I remember the first time I saw LittleBigPlanet and heard about its exciting concept of co-op creation and gameplay. But after several delayed features and a lack of variety in gameplay out of the box, it just didn’t grip me like I hoped it would. LittleBigPlanet 2 is here, hoping to improve on its predecessor in many ways, and after spending hours upon hours with it, we’re ready to issue our verdict.
LittleBigPlanet did a great job of creating a platform for its content, gameplay, and style; LittleBigPlanet 2 takes all of that and cranks it up to 11 adding a coat of polish for good measure. Every moment of the game, whether you are spending time in the interface creating worlds, browsing online content for the latest user levels, or playing through the game’s story mode - they all just ooze with style. The story itself is the first place this is incredibly relevant, players are given a clear goal from the beginning of a journey that takes them through incredible looking settings like a Sackbot factory, an insane asylum in a jungle, a futuristic training ground, and a quirky bakery. Each location is filled to the brim with Tim Burton-esque characters and oversized objects that bring the world to life, and each location has its own music that is as catchy as it is weird.
While the first game had a forgettable story mode, LittleBigPlanet 2’s is anything but. Zany characters like a self deprecating notebook, a bubbly cupcake maker, and a psychologist with a bird cage on her head all fill this world and provide the story. Each one has a distinctive voice in both the cutscenes with actual dialogue, and then in a sort of jibber-jabber language during the levels themselves. The aforementioned environments aren’t just for platforming and collecting stickers/objects/outfits for your Sackboy and creations - instead MediaMolecule have mixed up the pacing of the game to show off its content creation tools. The levels themselves can vary greatly - some play like a top down shooter, others are like a racing game, others yet act like the classic game Arkanoid. You’ll find yourself playing basketball, climbing a tree as a caterpillar, and putting out fires with a water cannon. The style of the levels themselves can also be altered, one such level looked like a classic 8-bit side scrolling shooter. There’s a ton of variety here and it doesn’t feel like any of these mini-games are repeated throughout the campaign itself.

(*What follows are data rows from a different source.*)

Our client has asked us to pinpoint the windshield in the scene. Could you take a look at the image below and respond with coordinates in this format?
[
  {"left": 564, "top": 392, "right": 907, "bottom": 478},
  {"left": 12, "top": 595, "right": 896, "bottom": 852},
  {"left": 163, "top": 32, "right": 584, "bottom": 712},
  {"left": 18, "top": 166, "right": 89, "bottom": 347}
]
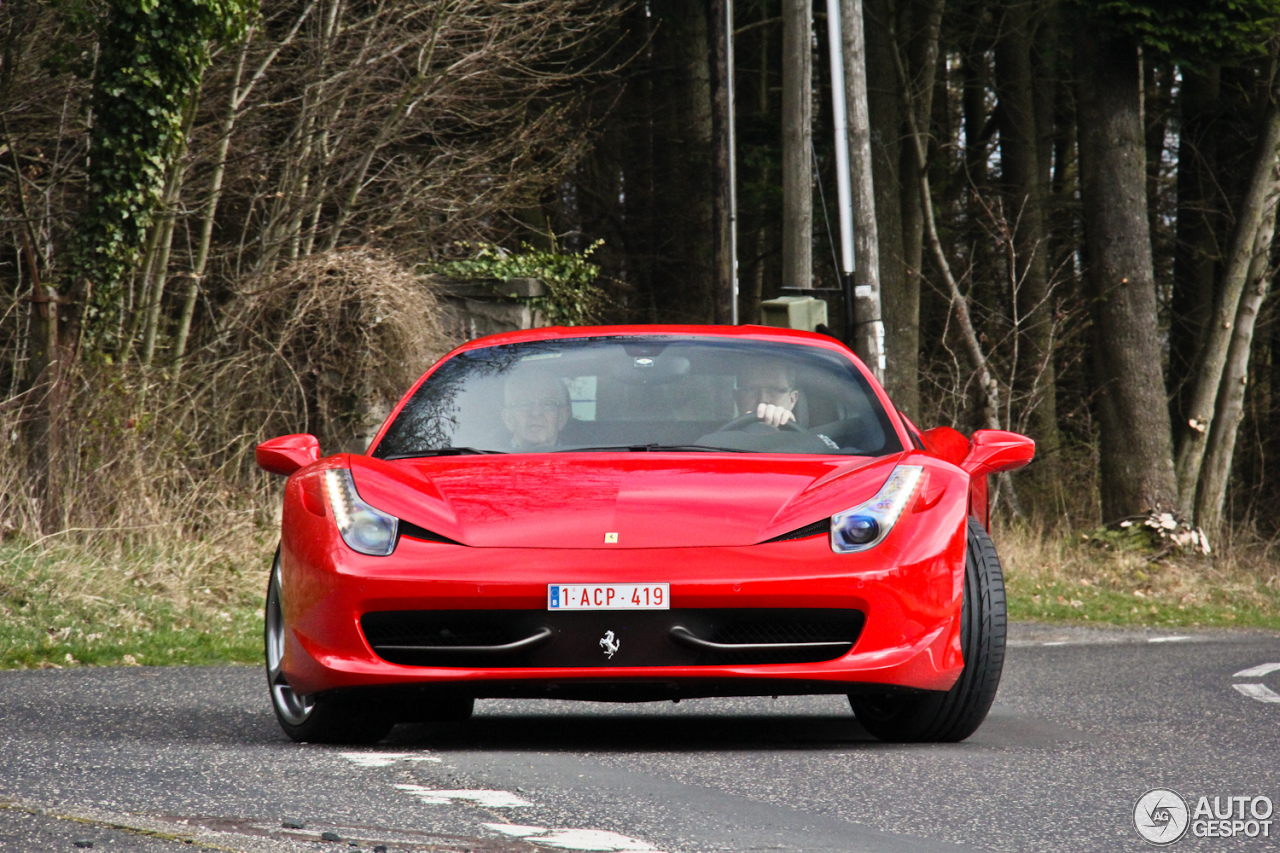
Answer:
[{"left": 374, "top": 336, "right": 902, "bottom": 459}]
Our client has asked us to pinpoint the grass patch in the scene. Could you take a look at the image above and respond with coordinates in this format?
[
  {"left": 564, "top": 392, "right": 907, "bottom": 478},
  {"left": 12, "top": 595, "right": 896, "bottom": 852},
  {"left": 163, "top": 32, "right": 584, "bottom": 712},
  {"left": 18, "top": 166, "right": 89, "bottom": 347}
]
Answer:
[
  {"left": 0, "top": 540, "right": 271, "bottom": 669},
  {"left": 995, "top": 514, "right": 1280, "bottom": 629},
  {"left": 0, "top": 514, "right": 1280, "bottom": 669}
]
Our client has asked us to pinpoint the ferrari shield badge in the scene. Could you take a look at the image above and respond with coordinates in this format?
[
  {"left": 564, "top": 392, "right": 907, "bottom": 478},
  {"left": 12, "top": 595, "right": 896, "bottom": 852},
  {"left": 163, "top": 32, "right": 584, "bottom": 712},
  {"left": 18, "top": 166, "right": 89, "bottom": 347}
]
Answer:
[{"left": 600, "top": 631, "right": 622, "bottom": 658}]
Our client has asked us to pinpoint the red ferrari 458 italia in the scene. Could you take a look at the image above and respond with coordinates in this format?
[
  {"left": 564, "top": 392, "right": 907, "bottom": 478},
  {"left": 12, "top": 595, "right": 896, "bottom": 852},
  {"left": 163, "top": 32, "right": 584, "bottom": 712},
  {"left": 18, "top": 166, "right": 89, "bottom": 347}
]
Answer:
[{"left": 257, "top": 325, "right": 1034, "bottom": 742}]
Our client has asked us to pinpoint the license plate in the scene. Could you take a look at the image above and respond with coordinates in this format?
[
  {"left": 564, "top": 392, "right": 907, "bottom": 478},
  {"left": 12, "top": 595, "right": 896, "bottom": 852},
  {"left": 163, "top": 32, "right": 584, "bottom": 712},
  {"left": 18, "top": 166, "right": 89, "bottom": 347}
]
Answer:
[{"left": 547, "top": 584, "right": 671, "bottom": 610}]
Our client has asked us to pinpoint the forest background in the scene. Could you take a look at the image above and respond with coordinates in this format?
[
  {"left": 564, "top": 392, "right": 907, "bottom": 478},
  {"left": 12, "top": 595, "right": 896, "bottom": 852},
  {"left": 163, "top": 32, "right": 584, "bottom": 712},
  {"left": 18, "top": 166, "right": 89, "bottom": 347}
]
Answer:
[{"left": 0, "top": 0, "right": 1280, "bottom": 662}]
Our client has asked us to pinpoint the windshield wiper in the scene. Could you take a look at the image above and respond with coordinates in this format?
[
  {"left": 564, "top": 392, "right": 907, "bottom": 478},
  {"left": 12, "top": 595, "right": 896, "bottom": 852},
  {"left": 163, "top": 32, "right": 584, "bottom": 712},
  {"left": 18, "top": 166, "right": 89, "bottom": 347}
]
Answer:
[
  {"left": 383, "top": 447, "right": 507, "bottom": 461},
  {"left": 554, "top": 444, "right": 751, "bottom": 453}
]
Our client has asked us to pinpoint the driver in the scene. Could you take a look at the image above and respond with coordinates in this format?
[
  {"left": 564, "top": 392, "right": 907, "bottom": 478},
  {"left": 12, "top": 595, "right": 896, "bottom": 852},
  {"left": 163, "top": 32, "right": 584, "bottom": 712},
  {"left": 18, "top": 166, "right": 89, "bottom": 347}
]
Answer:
[
  {"left": 502, "top": 373, "right": 571, "bottom": 451},
  {"left": 733, "top": 360, "right": 800, "bottom": 427}
]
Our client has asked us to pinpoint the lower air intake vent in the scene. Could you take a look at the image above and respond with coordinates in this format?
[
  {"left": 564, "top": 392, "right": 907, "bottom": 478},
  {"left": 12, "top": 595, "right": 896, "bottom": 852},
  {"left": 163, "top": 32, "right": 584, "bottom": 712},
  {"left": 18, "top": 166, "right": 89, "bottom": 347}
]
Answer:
[{"left": 361, "top": 608, "right": 864, "bottom": 669}]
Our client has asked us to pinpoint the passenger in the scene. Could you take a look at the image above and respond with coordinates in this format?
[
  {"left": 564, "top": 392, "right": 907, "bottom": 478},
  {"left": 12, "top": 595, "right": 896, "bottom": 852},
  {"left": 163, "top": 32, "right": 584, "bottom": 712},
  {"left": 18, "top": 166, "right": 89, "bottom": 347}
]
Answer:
[
  {"left": 733, "top": 360, "right": 800, "bottom": 427},
  {"left": 502, "top": 373, "right": 571, "bottom": 451}
]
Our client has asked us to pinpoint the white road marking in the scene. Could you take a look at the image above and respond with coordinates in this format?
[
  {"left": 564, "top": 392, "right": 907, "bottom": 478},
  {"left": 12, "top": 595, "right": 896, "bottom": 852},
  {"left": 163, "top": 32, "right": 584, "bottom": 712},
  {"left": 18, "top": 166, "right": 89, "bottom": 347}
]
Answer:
[
  {"left": 484, "top": 824, "right": 662, "bottom": 853},
  {"left": 1231, "top": 684, "right": 1280, "bottom": 703},
  {"left": 396, "top": 785, "right": 532, "bottom": 808},
  {"left": 1231, "top": 663, "right": 1280, "bottom": 679},
  {"left": 485, "top": 824, "right": 548, "bottom": 838},
  {"left": 338, "top": 752, "right": 440, "bottom": 767}
]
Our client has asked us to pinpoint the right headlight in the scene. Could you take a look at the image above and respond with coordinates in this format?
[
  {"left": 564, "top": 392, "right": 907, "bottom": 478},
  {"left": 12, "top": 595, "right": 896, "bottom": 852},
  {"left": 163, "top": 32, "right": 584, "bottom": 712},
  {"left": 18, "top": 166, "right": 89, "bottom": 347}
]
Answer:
[
  {"left": 324, "top": 467, "right": 399, "bottom": 557},
  {"left": 831, "top": 465, "right": 924, "bottom": 553}
]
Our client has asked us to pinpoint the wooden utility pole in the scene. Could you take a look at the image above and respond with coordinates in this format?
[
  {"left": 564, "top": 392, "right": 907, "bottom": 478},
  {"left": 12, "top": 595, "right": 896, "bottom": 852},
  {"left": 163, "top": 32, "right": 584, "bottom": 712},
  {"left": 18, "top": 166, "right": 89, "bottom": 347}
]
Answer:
[
  {"left": 707, "top": 0, "right": 737, "bottom": 324},
  {"left": 782, "top": 0, "right": 813, "bottom": 288},
  {"left": 837, "top": 0, "right": 886, "bottom": 382}
]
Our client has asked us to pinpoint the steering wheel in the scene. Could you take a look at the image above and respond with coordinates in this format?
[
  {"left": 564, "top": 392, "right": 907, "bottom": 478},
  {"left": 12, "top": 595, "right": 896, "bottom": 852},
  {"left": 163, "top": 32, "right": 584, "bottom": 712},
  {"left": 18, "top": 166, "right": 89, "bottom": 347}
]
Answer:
[{"left": 716, "top": 411, "right": 809, "bottom": 433}]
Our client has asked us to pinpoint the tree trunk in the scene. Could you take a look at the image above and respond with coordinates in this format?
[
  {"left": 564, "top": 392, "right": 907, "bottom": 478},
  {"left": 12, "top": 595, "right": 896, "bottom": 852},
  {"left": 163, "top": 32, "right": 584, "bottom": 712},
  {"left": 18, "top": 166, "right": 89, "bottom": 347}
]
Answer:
[
  {"left": 1178, "top": 91, "right": 1280, "bottom": 511},
  {"left": 1076, "top": 27, "right": 1178, "bottom": 519},
  {"left": 996, "top": 0, "right": 1059, "bottom": 473},
  {"left": 782, "top": 0, "right": 813, "bottom": 287},
  {"left": 1196, "top": 165, "right": 1280, "bottom": 535},
  {"left": 863, "top": 0, "right": 920, "bottom": 409},
  {"left": 840, "top": 0, "right": 887, "bottom": 382},
  {"left": 707, "top": 0, "right": 736, "bottom": 325},
  {"left": 1169, "top": 65, "right": 1221, "bottom": 443},
  {"left": 881, "top": 0, "right": 943, "bottom": 411}
]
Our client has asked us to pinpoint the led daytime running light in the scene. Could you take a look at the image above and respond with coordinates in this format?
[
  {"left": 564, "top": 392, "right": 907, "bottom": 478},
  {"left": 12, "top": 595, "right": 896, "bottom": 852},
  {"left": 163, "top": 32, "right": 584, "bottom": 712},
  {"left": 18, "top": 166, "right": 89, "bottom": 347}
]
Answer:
[
  {"left": 831, "top": 465, "right": 924, "bottom": 553},
  {"left": 324, "top": 467, "right": 399, "bottom": 557}
]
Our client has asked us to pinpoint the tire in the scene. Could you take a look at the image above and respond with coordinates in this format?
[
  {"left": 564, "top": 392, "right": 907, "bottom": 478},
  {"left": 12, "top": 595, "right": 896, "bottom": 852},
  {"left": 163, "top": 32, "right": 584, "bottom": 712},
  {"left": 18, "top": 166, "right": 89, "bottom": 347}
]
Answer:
[
  {"left": 262, "top": 548, "right": 393, "bottom": 743},
  {"left": 849, "top": 519, "right": 1009, "bottom": 743}
]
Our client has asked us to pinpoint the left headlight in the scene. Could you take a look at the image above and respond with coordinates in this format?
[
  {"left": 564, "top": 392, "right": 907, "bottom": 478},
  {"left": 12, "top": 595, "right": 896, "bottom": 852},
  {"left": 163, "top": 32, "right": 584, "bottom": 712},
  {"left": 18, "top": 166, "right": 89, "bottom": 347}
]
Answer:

But it’s not just the mini games that have changed the gameplay, its the way you’ll traverse the platforming levels that have also gotten an upgrade. Tools like the grappling hook change the dynamics of numerous puzzles while the Grabbinator allows you to pick up and chuck objects great distances at enemies. Other levels play out a bit like the classic game Lemmings as you are required to lead an army of Sackbots to specific locations and hopefully saving them from certain peril in the process. On top of these gadgets are a variety of vehicles like a flying bee that shoots honey, a giant bunny that slams into enemies, and a hamster that rolls and jumps like it overdosed on coffee.